In its current state, the Digital Marketplace is far from an effective tool for both the seller and buyer, if you’ve seen the user interface you’ll know what I mean. DTA has now assumed control of the Cloud Services panel and others, so it’s expected a more open-market policy will eventuate. Defence’s MSP panel will kick off very soon and see a small number of consortiums soak up a lot of the big-ticket defence programs of work, with a lot of the smaller project work to run through the DoD DSS panel. The DHS ICT Contractor and Services panels both expire in August 2019 which is music to the ears of a number of firms that have come into the market within the last six years, including yours truly.
New Players – large Australian and Global corporates see the potential in a government technology market that consumes over $6 billion each year. The likes of AWS, Salesforce, Red Hat etc are heavily investing in Canberra, no longer is it almost purely a Microsoft town. There are a number of local technology and consulting firms that have seen great success in recent years prior to being acquired by larger ASX listed firms looking to penetrate the government landscape, examples including the DWS purchase of Projects Assured and Cirrus Networks acquiring Correct Communications.

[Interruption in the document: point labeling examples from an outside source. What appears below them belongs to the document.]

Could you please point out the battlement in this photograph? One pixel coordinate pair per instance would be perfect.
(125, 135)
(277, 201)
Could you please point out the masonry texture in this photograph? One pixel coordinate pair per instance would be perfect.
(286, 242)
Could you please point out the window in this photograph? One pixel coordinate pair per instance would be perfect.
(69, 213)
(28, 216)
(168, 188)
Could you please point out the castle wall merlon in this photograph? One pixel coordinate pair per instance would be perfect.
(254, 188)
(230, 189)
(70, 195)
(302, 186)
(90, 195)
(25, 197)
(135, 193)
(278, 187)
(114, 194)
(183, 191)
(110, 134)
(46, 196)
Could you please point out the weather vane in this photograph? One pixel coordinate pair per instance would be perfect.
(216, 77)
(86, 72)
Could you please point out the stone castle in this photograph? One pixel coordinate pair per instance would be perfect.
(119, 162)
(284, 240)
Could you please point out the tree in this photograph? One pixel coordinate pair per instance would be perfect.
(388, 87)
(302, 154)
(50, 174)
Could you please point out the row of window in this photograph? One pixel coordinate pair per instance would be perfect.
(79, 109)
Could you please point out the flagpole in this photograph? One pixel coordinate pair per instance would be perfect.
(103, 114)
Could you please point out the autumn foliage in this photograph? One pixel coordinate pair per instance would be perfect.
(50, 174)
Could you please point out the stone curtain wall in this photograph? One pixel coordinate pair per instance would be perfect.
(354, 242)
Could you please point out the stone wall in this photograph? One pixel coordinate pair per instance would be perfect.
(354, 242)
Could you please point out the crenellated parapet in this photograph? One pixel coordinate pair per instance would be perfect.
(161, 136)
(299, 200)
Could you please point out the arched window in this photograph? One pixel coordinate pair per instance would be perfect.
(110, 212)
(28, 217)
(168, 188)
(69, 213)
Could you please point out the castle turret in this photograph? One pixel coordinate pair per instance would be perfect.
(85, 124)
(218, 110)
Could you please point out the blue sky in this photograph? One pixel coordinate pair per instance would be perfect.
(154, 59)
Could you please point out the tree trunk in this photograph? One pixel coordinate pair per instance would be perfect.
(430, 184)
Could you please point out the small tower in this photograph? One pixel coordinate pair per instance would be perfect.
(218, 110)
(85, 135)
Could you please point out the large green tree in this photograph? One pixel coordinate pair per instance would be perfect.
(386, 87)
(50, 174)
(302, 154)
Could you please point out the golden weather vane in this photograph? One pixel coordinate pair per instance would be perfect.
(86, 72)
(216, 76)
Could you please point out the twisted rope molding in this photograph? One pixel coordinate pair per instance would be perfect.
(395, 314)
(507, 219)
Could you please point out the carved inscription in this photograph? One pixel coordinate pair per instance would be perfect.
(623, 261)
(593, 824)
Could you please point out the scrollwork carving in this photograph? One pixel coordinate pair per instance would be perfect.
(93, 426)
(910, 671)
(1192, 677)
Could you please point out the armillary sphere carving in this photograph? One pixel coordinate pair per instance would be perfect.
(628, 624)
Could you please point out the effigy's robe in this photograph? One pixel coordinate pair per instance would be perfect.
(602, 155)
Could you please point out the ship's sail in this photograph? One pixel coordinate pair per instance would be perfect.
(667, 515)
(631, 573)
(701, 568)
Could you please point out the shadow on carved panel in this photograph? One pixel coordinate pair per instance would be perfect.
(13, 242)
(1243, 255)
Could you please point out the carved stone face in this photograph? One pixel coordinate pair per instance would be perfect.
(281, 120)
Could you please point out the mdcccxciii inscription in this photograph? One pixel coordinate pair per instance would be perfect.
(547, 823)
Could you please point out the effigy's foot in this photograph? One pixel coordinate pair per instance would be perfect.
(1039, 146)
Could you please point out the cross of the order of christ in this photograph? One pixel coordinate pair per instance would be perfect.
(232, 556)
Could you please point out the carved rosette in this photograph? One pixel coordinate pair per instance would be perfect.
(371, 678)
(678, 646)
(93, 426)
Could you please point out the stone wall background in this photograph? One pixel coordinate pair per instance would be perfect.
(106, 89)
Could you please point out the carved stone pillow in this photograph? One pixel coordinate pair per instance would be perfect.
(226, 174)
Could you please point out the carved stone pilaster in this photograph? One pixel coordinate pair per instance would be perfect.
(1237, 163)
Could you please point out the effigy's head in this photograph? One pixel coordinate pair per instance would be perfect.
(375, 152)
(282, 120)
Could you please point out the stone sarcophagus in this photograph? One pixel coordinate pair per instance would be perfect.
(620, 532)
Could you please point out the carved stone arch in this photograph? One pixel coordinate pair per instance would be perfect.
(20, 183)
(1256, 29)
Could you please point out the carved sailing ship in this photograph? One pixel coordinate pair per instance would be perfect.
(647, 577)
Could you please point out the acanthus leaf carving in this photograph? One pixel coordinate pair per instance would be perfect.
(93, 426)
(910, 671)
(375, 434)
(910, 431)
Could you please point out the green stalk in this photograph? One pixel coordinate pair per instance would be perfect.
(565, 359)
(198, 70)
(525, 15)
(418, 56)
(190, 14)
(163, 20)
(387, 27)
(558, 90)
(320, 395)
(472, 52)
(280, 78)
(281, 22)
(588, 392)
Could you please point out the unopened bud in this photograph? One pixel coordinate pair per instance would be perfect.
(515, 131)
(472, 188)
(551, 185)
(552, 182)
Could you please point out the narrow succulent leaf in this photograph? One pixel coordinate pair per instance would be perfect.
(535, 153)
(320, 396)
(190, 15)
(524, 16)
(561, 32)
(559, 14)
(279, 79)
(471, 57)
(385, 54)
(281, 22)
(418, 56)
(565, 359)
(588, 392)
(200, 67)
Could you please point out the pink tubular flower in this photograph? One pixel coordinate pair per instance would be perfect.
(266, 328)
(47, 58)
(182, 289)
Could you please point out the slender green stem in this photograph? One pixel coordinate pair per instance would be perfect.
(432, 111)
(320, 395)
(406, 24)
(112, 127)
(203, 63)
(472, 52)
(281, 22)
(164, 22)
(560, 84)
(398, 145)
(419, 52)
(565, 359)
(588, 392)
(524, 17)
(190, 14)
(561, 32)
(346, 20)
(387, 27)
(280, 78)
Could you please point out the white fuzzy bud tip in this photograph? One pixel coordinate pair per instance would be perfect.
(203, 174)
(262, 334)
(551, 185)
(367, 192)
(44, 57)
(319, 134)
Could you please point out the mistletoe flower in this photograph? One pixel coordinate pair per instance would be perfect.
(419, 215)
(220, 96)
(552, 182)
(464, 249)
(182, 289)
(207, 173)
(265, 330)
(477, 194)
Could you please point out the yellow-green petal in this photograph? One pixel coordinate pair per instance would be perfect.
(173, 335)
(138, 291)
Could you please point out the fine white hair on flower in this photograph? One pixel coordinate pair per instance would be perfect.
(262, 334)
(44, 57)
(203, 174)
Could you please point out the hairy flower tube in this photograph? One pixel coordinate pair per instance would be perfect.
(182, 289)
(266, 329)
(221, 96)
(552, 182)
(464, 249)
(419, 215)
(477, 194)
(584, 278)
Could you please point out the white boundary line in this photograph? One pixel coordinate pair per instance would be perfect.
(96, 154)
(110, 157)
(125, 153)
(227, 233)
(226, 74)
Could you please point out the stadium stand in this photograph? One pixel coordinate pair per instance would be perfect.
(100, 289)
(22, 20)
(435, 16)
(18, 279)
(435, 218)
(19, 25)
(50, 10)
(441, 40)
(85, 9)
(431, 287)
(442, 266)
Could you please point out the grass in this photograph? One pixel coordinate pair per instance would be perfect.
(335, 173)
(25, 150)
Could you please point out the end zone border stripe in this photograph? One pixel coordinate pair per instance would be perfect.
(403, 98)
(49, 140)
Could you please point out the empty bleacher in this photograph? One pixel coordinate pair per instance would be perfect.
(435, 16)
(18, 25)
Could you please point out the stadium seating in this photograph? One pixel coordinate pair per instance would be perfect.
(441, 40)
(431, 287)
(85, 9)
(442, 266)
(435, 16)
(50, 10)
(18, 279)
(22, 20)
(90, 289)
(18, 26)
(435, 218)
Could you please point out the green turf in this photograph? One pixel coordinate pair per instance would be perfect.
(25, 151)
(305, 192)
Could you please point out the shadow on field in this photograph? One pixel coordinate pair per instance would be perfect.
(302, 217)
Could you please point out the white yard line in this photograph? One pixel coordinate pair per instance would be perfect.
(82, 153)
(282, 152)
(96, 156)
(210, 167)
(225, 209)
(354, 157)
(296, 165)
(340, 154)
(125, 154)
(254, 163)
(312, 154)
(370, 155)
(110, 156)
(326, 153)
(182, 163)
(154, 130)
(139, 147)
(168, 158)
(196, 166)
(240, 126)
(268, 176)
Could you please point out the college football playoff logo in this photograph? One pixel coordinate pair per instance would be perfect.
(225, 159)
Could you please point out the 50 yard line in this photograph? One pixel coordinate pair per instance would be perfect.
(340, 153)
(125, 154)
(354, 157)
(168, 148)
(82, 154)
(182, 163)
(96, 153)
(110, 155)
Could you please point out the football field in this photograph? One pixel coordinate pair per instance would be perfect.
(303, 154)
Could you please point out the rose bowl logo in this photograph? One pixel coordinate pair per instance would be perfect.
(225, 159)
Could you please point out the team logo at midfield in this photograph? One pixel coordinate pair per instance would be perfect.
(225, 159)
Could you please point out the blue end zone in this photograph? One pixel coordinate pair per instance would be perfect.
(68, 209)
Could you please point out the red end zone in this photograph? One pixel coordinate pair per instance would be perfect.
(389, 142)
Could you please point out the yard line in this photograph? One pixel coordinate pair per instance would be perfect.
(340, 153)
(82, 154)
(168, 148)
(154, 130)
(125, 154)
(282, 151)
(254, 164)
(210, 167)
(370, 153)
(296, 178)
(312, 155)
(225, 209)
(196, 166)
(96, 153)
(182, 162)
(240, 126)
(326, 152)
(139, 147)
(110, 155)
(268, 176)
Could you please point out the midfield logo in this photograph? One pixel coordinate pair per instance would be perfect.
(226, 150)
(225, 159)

ACT Gov – ACT Shared Services seems to be quite a successful example of centralising core technology services across departments, something that the Feds seem to struggle with. They have stated that within 5 years the ACT Government tech environment will be ‘tin free’ and completely cloud based. The big spend over the next year will be a revamp of all ACT Health’s systems to the tune of $40 million.
DTA – it will be interesting to see how (or if) they manage to gain significant relevance. One of their stated core priorities is to review costs, benefits and status of all projects and programs worth more than $10 million. Can you really see the DTA getting involved and asking questions in Defence or DHS ICT projects? Where were they when the recent ACIC Biometrics program went belly up? I find it very difficult to understand how, in its current state, the DTA would have the resources required to play this role across government. It seems, as they continue to search for their place in town, they fall into the trap of declaring objectives that seem far from reality, which will see their credibility suffer. Here’s hoping its new leadership team shrink down their focus and try not to be the solution to all problems.
Shared Services – conceptually creating centralised technology organisations to supply services to other government agencies sounds very logical and efficient. The challenge however seems to be a lack of well thought out execution, executive sponsorship & accountability, along with the commercial mindset required to deal with differing agendas, needs and expectations across organisations. In examples I’ve been exposed to, it often seems that the service provider will sing the virtues of these initiatives however it’s the customer-side recipient that has not experienced benefits and often resulted in duplication of roles and increased costs. I expect we’ll see more of this in town and it will suffer the same teething problems outsourcing did during the early 2000’s. Eventually we’ll figure it out though.
Overall, government technology is in an exciting phase. There appears to be a new wave of more progressive CIO’s at the helm driving the adoption of new technologies and business focused initiatives. As always with government, their success will hinge on effectively navigating bureaucracy and politics as well as reforming old-school budgeting and commercial models, not to mention the availability of talent.